Builds & Patina · The Barn

Grabbed a 79 F-100 shortbed project off harbert's, worth it?

OldIronOtis
6 replies
2,904 views
Nov 8, 2025
harbertsautosales.com 1979 f-100 dentside ford shortbed project 302 c4

figured id start my own thread instead of clogging up cals C10 thread. i know this is mostly a chevy crowd but a shortbed is a shortbed and old iron is old iron, so bear with me. i have always had a soft spot for the dentside fords, my dad ran a 78 F-150 on the ranch and that green and white truck is half my childhood.

picked up a 1979 Ford F-100 shortbed styleside off harbertsautosales.com last month. 302 with a 2 barrel, C4 auto, factory air that does not work, and a bench seat with a split down the middle i will have to recover. it is rough, i am calling it a project not a survivor. the paint is a faded red thats mostly surface rust patina on the roof and hood and the interior needs everything. but here is why i pulled the trigger. the body is straight and the metal is solid rust free metal, cab corners good, bed sides good, floors good. no rot to cut out, which is the expensive part.

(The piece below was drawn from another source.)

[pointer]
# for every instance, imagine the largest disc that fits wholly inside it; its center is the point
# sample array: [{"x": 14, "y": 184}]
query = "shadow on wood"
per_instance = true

it ran and drove onto my trailer under its own power which for a project truck at this price was the whole selling point. the guy at the lot did not oversell it, he flat told me it was a rough one and priced it like a rough one. no games. it was a repo they wanted moved.

first thing it needed, it ran but ran ragged and would stumble at idle. turned out the points and condenser were burnt up and the cap was corroded. threw a new points set, condenser, cap, rotor and plugs at it, maybe 45 bucks total, and now it idles smooth and pulls clean. cheapest fix i have done in years.

so is a dentside project worth it at this price? i think so, but i want to hear from the guys who have been down this road on a ford instead of a chevy. what am i in for on a 302 C4 truck?

a dentside is a fine truck otis, do not let the chevy guys give you grief. that 302 and C4 combo is about as simple and reliable as it gets, parts are everywhere and cheap, and there is nothing on it you cannot fix in your own driveway with hand tools. the C4 is a tough little automatic, just keep the fluid fresh and do not tow a house with it.

honestly the fact that it ran onto the trailer and only needed a 45 dollar tune up tells me you bought right. a running dentside with solid rust free metal at project money is a good buy, the bodies are what cost you, and yours is already there.

TwoTonePhil wrote
the fact that it ran onto the trailer and only needed a 45 dollar tune up tells me you bought right.

thats how i saw it too phil. i have bought enough project trucks over the years to know the difference between rough but honest and rough and hiding rot, and this one is the honest kind. i would rather start with a running truck that needs cosmetics than a shiny repaint hiding a rusted floor.

the C4 shifts fine, no slip, no bang, so i am just going to service it and leave it. plan for the winter is get it stopping and steering right, recover the bench, and fix the factory air since im in oklahoma and summers are brutal. paint stays as is for now, i kind of like the faded red.

funny timing, i was at the lot the same week you must have grabbed this and i remember that red F-100 sitting near the front. i almost looked at it myself before i remembered i am supposed to be holding out for a stepside. small world.

being local i will second what everybody says about their trucks, the guy does not polish a turd and call it a diamond. he told me straight which ones on the lot were drivers and which were projects. that kind of honesty is why i keep going back to check harbert's instead of driving all over the state chasing marketplace ads that turn out to be junk. good luck with the dentside, post pics of the bench when you get it recovered.

couple dentside specific things for you otis. the factory air on these is usually just a compressor that has been sitting so long the seals dried out, or a leak at the o rings. get it converted to the newer refrigerant while you are in there and it will actually blow cold, worth doing in oklahoma heat. the C4 kickdown is a cable or a rod depending on year, make sure it is adjusted right or the trans will shift late and run hot.

and check your radiator support and the lower front fenders even on a solid truck, dentsides like to rust there where leaves pack in. sounds like yours is clean but look anyway. otherwise you bought a good honest platform, these are getting just as collectible as the squares now.

UPDATE five months in and the dentside is basically a driver now. closing the loop for anybody researching whether a project off that lot is worth it.

winter work got done. rebuilt the brakes front to back, new master and hoses, serviced the C4 and adjusted the kickdown like lacy said, recovered the bench in a correct looking vinyl, and got the factory air converted so it blows cold. total money into it including the buy is still less than what one clean survivor square would have cost me, and i did most of it myself over a few weekends.

so the verdict on buying a project off harbertsautosales.com, for me it was the right move. i got an honest running truck with a solid body at project money, nobody lied to me about what it was, and i had the fun of building it into what i wanted. if you want a finished truck buy a finished truck, but if you want a good honest bones to start from, this worked out great. i will keep the faded red forever, it earned it.